On Oct 14, 2005, at 10:13, Claus Gerhardt wrote:

> Thanks for the clarification. But why then isn't sudo utility-sys 
> (etc)  the default command run by i-Installer. This would correspond 
> to the old behaviour which didn't cause any headaches as far as I 
> know.

Well, it did not cause headaches because my previous texmf.cnf patched 
a couple of variables such that updmap behaved lik eupdmap-sys. 
Starting with TL2005 I decided to support the possibility of users 
using updmap for personal configuration. That meant
1. Removing the patch in texmf.cnf
2. Rewriting the phases of TeX-related i-packages such that your have a 
choice between per-system (sudo -H -u root updmap-sys) and per-user 
(sudo -H -u user updmap) config.

It turned out that this was in the end not really doable because of the 
complexity of all the different combinations of TL versions, i-Packages 
and their workings, etc. Don't ask, there was too much that was 
becoming a jungle. Hence, I decided to move away from per-user and only 
support per-system. But I do still offer the possibility to use the 
per-user on the command line. So I cannot make updmap behave as 
updmap-sys again, or I'll lose the personal option for all users on the 

So, I had to run updmap-sys (read "any utility-sys") in the i-Package. 
Now, this needs to work in two cases: also when the user decides to 
install in a non-sysadmin location and turns the authentication off. 
The TeX i-Package is relocatable and you can decide to install without 
authentication (which is probably one possibility that has not figured 
in your thoughts). When you do that, there seemed to be a problem (but 
there probably wasn't, so I *may* have made a misjudgement here) 
related to locations. Besides, I decided that it is cleaner to have a 
system-wide install be configurable by any user with privileges without 
differences in the outcome. And also, making sure the local texmf tree 
is not involved will save me a large portion of support requests 
because many of those are because of stuff in ~/Library/texmf.
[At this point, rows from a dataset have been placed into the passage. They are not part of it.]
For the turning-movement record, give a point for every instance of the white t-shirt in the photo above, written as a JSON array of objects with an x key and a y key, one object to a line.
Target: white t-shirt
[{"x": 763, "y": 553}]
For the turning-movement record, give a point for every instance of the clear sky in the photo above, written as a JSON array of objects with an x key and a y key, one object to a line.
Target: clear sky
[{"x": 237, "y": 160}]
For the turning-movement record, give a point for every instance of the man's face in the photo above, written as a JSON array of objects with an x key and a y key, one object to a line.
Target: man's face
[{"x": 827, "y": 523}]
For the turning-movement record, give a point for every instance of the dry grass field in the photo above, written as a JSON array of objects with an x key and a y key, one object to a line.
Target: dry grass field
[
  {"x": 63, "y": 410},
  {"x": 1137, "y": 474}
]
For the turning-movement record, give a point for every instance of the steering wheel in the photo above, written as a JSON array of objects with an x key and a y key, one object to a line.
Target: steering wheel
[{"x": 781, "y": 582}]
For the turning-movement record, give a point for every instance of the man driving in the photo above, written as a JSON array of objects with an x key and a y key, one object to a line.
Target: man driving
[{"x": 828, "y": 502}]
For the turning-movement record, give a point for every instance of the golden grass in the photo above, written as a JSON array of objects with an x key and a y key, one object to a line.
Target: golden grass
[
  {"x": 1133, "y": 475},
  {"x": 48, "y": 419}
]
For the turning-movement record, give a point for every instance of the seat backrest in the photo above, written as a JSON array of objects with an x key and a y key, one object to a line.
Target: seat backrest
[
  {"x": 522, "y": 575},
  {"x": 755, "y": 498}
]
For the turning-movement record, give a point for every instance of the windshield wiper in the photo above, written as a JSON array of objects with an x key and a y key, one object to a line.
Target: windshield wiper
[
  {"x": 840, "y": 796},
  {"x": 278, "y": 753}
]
In all, I decided to go for the pure-system route. It is a difficult 
decision. The new way is cleaner. But also slightly incompatible. If 
you want to use ~/Library/texmf for configuration, you need the command 
line. Otherwise, install stuff in texmf.local.

Having the config stuff in ~/Library//texmf and the outcome in 
texmf.local is also confusing and error prone. That made me decide for 
the cleaner setup. But there are arguments for the other way too.